Science stuff (star gazing)

Sky watchers have a rare treat in store for the night of February 25.

In one case, they'll have to wait 1,000 years to view this event again. And in another case it's a one-time-only show.

The as-large-as-Texas asteroid Ceres 1 makes its closet approach to Earth, about 147 million miles from our home port. The last time it was this close was in 1857 and the next time it will make a close approach will be in another 1,000 years.

However, the official dwarf planet - with Pluto being one of two others - will glow at 7th magnitude: bright enough to be seen easily with binoculars.

The place to look is in the constellation Leo, and also opposite the Sun.

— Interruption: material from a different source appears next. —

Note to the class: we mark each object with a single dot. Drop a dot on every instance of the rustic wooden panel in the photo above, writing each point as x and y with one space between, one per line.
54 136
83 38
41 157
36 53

This means it will rise at sunset and remain visible until dawn.

Ceres measures 590 miles in diameter and holds one-quarter of the mass of every object in the asteroid belt between Mars and Jupiter, reports Astronomy magazine.

It is the only asteroid large where gravity has squashed it into a spherical shape.

Also on the Leo agenda is the coming and going of the comet Lulin which should glow around 5th magnitude. The comet will be seen with the use of a good set of binoculars in suburban settings and with the naked eye in dark sky settings.

On February 23rd the comet will sit alongside Saturn, also in Leo and brighter than any of its stars.